Context and significance
Editorial analysis: If courts accept contract-language defenses where platforms obtain broad sublicensable rights from uploaders, that could shift the legal landscape away from purely fair-use debates toward contract interpretation for a range of training-data disputes. Reporting highlights that YouTube already pays substantial sums to the music industry, with Music Business Worldwide noting YouTube paid more than $8 billion to the music industry in the twelve months to June 2025 - an economic context the filing cited.
What to watch
Editorial analysis: Observers should track:
- •how the court interprets the specific ToS language about "Affiliates" and sublicensability
- •whether the plaintiffs can plausibly allege model training used their particular recordings despite broad platform licensing clauses
- •whether other courts treat platform ToS as dispositive in data-training disputes.
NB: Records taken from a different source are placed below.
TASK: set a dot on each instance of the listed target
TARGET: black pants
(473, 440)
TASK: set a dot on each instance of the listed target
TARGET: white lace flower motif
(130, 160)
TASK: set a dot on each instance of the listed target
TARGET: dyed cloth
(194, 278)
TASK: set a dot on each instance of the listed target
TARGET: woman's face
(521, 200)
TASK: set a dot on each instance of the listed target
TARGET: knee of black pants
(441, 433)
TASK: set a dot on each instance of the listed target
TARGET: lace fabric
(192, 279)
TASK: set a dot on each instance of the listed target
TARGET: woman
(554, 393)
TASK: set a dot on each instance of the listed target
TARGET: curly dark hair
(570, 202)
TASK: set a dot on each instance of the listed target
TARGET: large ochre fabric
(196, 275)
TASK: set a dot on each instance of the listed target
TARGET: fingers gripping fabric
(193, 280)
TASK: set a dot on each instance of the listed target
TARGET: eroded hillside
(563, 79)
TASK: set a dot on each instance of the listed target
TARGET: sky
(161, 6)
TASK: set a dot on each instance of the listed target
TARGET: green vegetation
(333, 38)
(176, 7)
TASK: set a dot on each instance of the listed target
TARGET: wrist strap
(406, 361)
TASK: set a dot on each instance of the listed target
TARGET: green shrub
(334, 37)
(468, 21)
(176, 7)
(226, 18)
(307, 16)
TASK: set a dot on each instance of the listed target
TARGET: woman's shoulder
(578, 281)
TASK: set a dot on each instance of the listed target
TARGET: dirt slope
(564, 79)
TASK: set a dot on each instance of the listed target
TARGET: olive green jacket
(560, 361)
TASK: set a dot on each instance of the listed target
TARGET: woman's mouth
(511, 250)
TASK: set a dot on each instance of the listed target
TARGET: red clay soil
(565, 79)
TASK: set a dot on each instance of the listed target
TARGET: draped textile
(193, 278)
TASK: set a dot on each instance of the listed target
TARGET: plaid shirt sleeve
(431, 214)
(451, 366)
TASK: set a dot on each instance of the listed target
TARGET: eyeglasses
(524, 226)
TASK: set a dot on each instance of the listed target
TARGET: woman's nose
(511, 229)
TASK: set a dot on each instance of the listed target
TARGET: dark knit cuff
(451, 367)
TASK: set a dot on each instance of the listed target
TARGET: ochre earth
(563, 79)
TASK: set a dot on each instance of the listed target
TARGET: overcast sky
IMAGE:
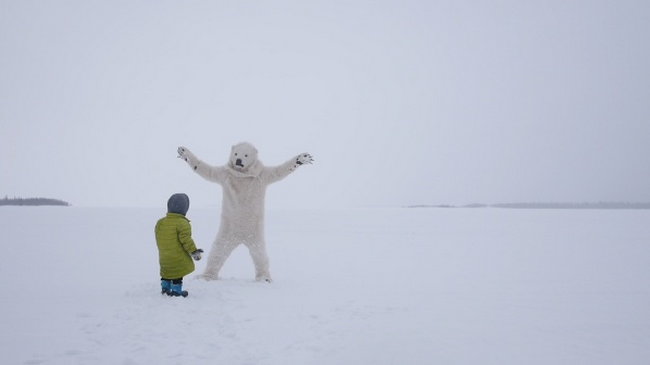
(399, 102)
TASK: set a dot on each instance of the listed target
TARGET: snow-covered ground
(352, 286)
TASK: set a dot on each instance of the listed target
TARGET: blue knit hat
(178, 203)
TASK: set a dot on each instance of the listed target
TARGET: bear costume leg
(221, 250)
(257, 250)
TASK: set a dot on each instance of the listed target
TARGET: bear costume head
(243, 160)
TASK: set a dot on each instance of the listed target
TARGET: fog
(399, 102)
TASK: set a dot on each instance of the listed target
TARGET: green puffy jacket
(175, 243)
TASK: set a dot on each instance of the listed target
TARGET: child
(176, 248)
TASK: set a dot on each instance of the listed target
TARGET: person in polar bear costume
(244, 180)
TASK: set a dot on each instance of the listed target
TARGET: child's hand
(196, 255)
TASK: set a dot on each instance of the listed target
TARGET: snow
(352, 286)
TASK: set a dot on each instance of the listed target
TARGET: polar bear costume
(244, 180)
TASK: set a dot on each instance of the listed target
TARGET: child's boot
(177, 291)
(166, 286)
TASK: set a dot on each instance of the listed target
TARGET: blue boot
(177, 291)
(166, 286)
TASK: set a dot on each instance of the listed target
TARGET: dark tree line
(32, 201)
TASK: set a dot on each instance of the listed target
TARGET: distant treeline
(32, 201)
(600, 205)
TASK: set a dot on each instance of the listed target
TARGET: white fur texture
(244, 180)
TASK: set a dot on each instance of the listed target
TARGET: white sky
(400, 102)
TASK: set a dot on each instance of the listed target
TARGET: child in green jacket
(176, 248)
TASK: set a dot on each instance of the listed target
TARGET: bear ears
(244, 146)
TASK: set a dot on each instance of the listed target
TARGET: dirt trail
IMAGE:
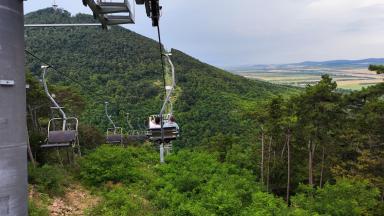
(75, 202)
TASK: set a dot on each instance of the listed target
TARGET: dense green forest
(247, 147)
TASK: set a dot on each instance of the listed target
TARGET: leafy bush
(35, 210)
(49, 179)
(346, 197)
(193, 183)
(117, 165)
(122, 201)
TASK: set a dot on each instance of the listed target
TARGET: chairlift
(166, 131)
(55, 6)
(67, 136)
(112, 12)
(153, 10)
(114, 135)
(134, 135)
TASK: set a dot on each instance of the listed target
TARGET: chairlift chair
(67, 136)
(114, 135)
(134, 135)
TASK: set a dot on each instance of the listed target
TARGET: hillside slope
(124, 68)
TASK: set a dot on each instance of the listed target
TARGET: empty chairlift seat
(60, 139)
(154, 131)
(114, 139)
(170, 133)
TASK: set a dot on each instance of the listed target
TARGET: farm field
(352, 78)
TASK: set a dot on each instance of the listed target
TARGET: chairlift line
(63, 25)
(113, 135)
(67, 136)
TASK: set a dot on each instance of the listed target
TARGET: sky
(246, 32)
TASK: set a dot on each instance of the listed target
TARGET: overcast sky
(242, 32)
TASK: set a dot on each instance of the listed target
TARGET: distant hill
(363, 63)
(124, 68)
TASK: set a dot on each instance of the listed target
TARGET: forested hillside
(124, 68)
(246, 147)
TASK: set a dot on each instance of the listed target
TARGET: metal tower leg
(13, 136)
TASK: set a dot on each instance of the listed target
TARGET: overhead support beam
(111, 12)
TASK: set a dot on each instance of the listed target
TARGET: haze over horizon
(258, 32)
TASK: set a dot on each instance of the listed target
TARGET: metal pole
(162, 153)
(13, 134)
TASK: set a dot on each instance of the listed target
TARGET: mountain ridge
(329, 63)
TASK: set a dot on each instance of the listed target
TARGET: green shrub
(117, 165)
(193, 183)
(346, 197)
(49, 179)
(35, 210)
(122, 201)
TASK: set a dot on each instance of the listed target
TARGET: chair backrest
(62, 137)
(170, 133)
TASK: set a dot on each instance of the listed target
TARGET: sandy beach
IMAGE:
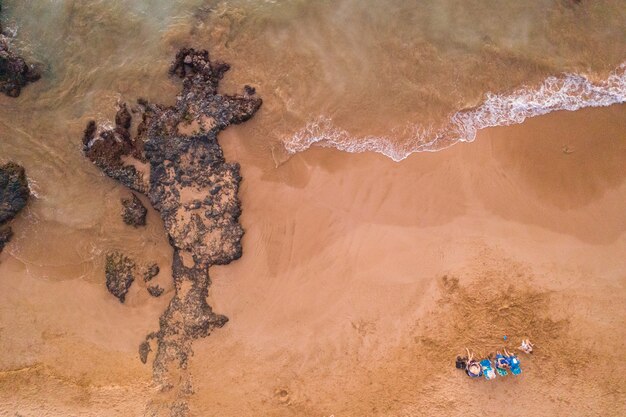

The plaintiffs listed in reporting include New York singer-songwriter Sam Kogon, Los Angeles composer Magnus Fiennes, and Atlanta producer Mi[redacted in some reports], per Music Business Worldwide and Loewy filings. The Verge reports Google declined to comment when asked specifically about using YouTube content to train Lyria 3
Implications for practitioners
For practitioners: Dataset collectors, platform engineers, and counsel building training pipelines should note the dual legal risks highlighted by reporters: copyright liability and contract limitations embedded in upload terms. Even when training datasets are technically feasible to assemble, public platform agreements and their judicial interpretation can shape permissible uses. Researchers and product teams relying on platform-derived corpora will likely need to monitor evolving case law and platform policies closely.
Scoring Rationale
This lawsuit raises a notable legal question about whether platform terms of service can license AI training on uploaded content, a recurring issue for dataset acquisition and model training. The matter could materially affect legal risk for practitioners who rely on platform-hosted data.